The Bedouins, who resemble the Kurdish from Koçer, take their place among the peoples of Northern Syria with their own lifestyles.
Unlike the Koçer Kurds who are wandering between the mountains and the plain, the Bedouins are live stocking in the deserts.
Nazım Daştan offers an interesting in-depth portrait of the Bedouins in a piece in MA agency.
The Northern Syrian Federation, which has suffered a great deal from the war in Syria, is home to many beliefs and peoples, living together: Kurds, Arabs, Turkmen, Assyrians, Armenians, Assyrians, Circassians, Alevis and Bedouin Arabs can be found co-existing in peace.
Representing an important part of the population in Northern Syria, the Bedouins have been living in the rural areas of many cities, especially Hesekê, Der-Ezzor, Raqqa and Manbij.
The life of the Bedouins in the desert part of the region is similar to the life of the nomadic Koçer Kurds.
Koçers wander between the mountain and plains, while the Bedouins are usually moving towards the deserts.
The nomadic Bedouins, who settle in one place in the summer and winter seasons, live a challenging life. Some rear sheep, others goats, others camels. Despite the unbearable desert temperatures and inadequate water resources, the Bedouins have lived as nomads for years. In Northern Syria two main tribes are known, the Shemmar and the Bedolar.
The Bedouins, who have moved constantly, try to provide water and food for both themselves and their animals. Where water sources and wells are not available, they carry water to the reservoir.
The Bedouins, living a natural life, still live in tents. The tents, which are 10 meters long and 4 meters wide, are partly furnished, and feature carpets and kills as well as handmade ornaments.

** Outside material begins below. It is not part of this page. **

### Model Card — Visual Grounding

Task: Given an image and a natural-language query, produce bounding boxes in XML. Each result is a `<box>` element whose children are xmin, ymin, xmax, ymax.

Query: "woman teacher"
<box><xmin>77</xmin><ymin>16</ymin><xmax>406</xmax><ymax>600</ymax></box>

The tent, which is set up at the designated place, will remain there sometimes just for a few days, sometimes weeks, sometimes months, before being lifted again and moved elsewhere.
Due to the very difficult conditions, some families are putting up their tents close to residential areas.
A Bedouin woman
The Shemmar family, one of the Bedouin tribes, lives in a place between the northern and eastern deserts of Raqqa.
In the tent of the family visited by Nazım Daştan, a mother named Ruhem Shemmar, aged 45 welcomes the guests.
With a deqler (tattoo) on her face, Ruhem Shemmar has 21 kids, 8 of them girls.
Shemmar, who was married at the age of 17, says that early marriage is common among the Bedouins, and that the number of children a woman gives birth to is also high.
Shemmar tells Nazım Daştan that they have 200 sheep and for this they have changed places many times this year. “We are a people used to live and move place according to the needs of the animals.
Stressing that the Bedouins have a thousand years of life and culture, Shemmar adds that the history of her people is neither written nor spoken. Shemmar says that the Bedouins live in many countries in the Middle East.
Shemmar tells Nazım Daştan that the position of the woman and mother in the Bedouin society is different. “For example, if something needs to be done, I do it together with my husband. In some cases it is the only one who has the final word but after him comes the mother. If there is no father, or if the mother is alone in the house, then she has the final word. This is the way it is in almost all tribes and families in the Bedouin society”.